The Icelandic Commonwealth can be - with some reservations (cf. Orri Vésteinsson, A Divided Society (2008)) - considered to have been a remarkably egalitarian society amongst its medieval peers. Only in Iceland do we see defiance and disregard for hierarchy in the style of Wat Tyler met with good humor by those from opposite ends of the social hierarchy:
"There was a man named Ásbjörn, the son of Guðmundur smiður Salómonsson. Ásbjörn was a vagrant and a manly man, though he was not of a great family. Ásbjörn came before Þórður and asked ‘why have you made it known that you only intend to solicit the support of house-holders for your mission? Will you not have others join you? I will offer you my services, and I intend to be of much more use to you than some householder. Provide me with a company of men, and I will then attempt to recruit householders. I feel it would be fitting for us to stick together.’ Þórður liked the idea and responded that he would make it happen. The following morning, Þórður found Ásbjörn nine men and dubbed the group ‘the Guests’." (*Þórðar saga kakala (*2020), 59).

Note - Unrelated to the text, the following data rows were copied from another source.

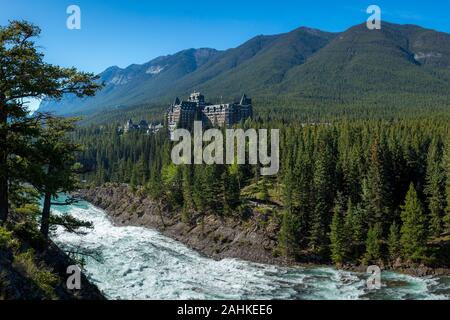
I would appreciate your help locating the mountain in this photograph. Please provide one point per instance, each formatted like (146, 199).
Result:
(397, 64)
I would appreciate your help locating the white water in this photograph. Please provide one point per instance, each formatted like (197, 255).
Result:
(139, 263)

However, the end of the Icelandic Commonwealth period over the course of the Age of the Sturlungar saw the culmination of power consolidation in Iceland, as well as an innovation: the establishment of foreign kingship over the island. There have been numerous structural explanations provided by scholars for this development from analyses of the weaknesses implicit in the Commonwealth’s constitution, to work done to apply concepts of state formation to institutional evolution in early Iceland. As for examinations of political culture, foreign influences such as the introduction of feudalistic oaths of allegiance alongside chivalric literature from Norway seems to have rendered evolution towards a more rigidly ranked society a possibility within the Icelandic mentalité.
During this time of increasing stratification and the commencement of monarchic over-rule, the charismatic, competitive and chthonic ideal native chieftain - often cunning and a consummate comedian (cf. Hvamm-Sturla, the titular character of Sturlu saga) - became gradually supplanted by the model royal appointee, characterized by well-mannered obsequiousness and obedience. Bringing in a king above native leaders - especially a foreign monarch - results in the “undomesticated” power of the former being consolidated and sublimated to a higher authority in return for the prestige of royal service. Though, of course, the “prestige” gained from retainership may well dazzle - one ought to always bear in mind that this term originally meant “deceit”. And this hits on a key insight: the death of humor is the birth of lies - the midwife of hierarchy in a world where all are created equal.